Hope for Community and Children Initiative fumes over negative social norms
By: Femi Mustapha
The Hope for Community and Children Initiative (H4CC) has expressed deep concern regarding the prevalence of negative social norms that contribute to sexual harassment and corporal punishment in both public and private schools in Kaduna State.
During a one-day validation exercise of research findings on the effects of social norms on sexual harassment and corporal punishment in schools, held in Kaduna on May 24, 2023, Hadiza Umar, the Executive Director of H4CC, made a strong statement on the matter.
She highlighted various negative social norms that perpetuate these harmful practices, such as the belief that teachers and parents must physically discipline children as a sign of authority, regardless of the child’s behavior. Additionally, the culture of viewing rape cases as shameful to the victim’s family leads to the suppression of such incidents. Moreover, blaming the girl-child for gender-based violence and scrutinizing her attire when she becomes a victim further compounds the issue.
Hadiza described social norms as unwritten rules that shape acceptable and appropriate actions within a particular group or community, guiding human behavior. She emphasized that these norms increase the risk of sexual violence, shaping beliefs, attitudes, behaviors, and influencing the perception of acceptability within the larger society.
Recognizing the significance of norms in shaping the likelihood of sexual violence and harassment, Hadiza stressed the need for change and effective strategies to address this grave issue.
H4CC initiated the research in 2021 in response to the alarming rate of sexual harassment in society. The research focused on five selected local government areas: Makarfi, Kaduna North, Kaduna South, Kajuru, and Kauru.
Mallam Isa Suleiman, an activist, spoke about the objectives of the study, which aimed to examine the nature and magnitude of the impact of social norms on sexual harassment and corporal punishment in selected schools in the state. The study provides valuable evidence on the effect of social norms on School Related Gender-Based Violence (SRGBV), seeking to understand the underlying norms that contribute to the high prevalence of such cases in schools, communities, and homes, and their detrimental effects on education outcomes.
Jeremiah Tera, a participant, highlighted that social norms encompass what individuals do, what they believe others do, and what they believe others approve of and expect them to do.

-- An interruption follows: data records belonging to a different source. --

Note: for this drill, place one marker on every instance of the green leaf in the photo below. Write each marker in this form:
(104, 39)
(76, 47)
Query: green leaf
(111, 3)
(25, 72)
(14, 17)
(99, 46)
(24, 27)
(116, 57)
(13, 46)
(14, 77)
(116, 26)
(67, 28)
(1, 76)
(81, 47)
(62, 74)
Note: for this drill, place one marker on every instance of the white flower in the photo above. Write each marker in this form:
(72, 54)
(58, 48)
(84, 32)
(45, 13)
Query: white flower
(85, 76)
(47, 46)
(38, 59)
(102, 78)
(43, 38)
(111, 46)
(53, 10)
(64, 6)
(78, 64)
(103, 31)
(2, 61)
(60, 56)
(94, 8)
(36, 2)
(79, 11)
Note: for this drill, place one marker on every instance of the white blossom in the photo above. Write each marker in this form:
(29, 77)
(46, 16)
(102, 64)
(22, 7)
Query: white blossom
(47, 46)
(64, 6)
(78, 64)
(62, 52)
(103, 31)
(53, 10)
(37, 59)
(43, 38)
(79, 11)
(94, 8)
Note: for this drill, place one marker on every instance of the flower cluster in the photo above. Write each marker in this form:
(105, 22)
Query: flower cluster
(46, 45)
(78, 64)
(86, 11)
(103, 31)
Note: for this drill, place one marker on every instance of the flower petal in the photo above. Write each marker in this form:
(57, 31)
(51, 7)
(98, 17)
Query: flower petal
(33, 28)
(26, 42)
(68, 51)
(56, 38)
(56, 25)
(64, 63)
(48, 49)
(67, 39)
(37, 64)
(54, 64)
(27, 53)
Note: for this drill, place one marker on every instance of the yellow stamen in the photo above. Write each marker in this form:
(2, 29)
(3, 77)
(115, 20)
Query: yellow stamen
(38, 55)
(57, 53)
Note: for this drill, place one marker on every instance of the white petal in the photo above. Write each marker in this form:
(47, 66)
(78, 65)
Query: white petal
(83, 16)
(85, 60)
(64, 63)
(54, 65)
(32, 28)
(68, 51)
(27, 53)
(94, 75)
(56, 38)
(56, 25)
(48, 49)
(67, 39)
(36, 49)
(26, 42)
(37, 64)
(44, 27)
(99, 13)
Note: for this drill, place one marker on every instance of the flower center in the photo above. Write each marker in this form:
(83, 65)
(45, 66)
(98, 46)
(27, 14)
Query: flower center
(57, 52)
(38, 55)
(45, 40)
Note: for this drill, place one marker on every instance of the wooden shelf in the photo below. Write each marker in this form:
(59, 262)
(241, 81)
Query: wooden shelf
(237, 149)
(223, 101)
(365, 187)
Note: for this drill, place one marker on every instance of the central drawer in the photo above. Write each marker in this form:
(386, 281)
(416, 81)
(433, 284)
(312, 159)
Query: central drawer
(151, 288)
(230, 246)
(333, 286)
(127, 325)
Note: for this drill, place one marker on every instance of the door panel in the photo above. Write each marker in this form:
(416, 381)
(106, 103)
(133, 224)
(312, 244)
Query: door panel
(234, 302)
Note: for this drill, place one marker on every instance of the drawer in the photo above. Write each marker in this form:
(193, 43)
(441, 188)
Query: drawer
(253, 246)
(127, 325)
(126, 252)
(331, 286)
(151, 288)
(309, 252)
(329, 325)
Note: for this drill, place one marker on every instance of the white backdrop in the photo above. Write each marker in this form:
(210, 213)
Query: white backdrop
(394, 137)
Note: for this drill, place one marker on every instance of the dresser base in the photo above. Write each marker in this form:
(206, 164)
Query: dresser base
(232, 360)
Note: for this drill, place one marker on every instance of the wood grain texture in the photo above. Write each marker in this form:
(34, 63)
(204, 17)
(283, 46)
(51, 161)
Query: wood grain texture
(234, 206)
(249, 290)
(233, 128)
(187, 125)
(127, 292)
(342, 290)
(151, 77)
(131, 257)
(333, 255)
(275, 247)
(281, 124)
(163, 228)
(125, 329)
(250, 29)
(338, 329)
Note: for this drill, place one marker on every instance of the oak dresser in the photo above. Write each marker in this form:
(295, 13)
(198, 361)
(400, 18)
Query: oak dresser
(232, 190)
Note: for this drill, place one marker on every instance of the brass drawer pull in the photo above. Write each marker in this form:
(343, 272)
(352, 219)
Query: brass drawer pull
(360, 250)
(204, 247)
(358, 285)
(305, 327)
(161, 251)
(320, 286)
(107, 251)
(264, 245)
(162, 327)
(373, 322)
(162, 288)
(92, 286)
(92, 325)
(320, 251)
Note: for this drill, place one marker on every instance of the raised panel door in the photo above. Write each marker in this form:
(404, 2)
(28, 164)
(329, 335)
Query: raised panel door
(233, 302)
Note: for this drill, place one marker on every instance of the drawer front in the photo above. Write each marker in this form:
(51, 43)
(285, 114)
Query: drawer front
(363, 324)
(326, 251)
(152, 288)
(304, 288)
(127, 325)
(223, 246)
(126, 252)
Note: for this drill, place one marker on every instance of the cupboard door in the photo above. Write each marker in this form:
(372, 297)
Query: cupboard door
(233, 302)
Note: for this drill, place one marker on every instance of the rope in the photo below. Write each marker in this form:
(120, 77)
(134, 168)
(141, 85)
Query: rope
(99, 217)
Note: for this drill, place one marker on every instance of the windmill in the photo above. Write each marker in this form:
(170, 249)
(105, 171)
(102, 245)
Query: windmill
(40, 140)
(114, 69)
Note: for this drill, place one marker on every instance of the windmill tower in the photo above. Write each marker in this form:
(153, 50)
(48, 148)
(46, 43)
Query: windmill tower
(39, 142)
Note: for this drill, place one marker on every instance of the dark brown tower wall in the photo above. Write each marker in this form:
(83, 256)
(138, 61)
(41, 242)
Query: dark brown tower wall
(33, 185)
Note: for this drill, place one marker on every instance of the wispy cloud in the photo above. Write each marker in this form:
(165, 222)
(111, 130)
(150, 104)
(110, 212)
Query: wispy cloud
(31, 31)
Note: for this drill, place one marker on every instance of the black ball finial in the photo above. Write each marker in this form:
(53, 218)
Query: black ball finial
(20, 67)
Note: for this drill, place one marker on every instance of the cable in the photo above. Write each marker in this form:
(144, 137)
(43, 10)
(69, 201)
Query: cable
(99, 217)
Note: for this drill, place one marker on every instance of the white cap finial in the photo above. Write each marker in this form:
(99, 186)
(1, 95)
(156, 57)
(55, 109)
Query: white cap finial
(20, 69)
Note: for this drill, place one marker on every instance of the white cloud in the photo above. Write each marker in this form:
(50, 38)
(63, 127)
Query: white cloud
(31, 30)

He emphasized that social norms are shaped by the interplay between behavior, beliefs, and expectations.
Siddqat Shittu, another participant, added that social norms are learned and accepted from an early age, often during infancy, and are reinforced through social punishments for deviating from the norm, as well as social benefits for adherence.
It was observed that sexual harassment and corporal punishment in Kaduna schools are influenced by the prevailing social norms within the society.
Commending H4CC for its commendable work, Siddqat Shittu called on stakeholders to utilize the research findings to combat School Related Gender-Based Violence (SRGBV) effectively.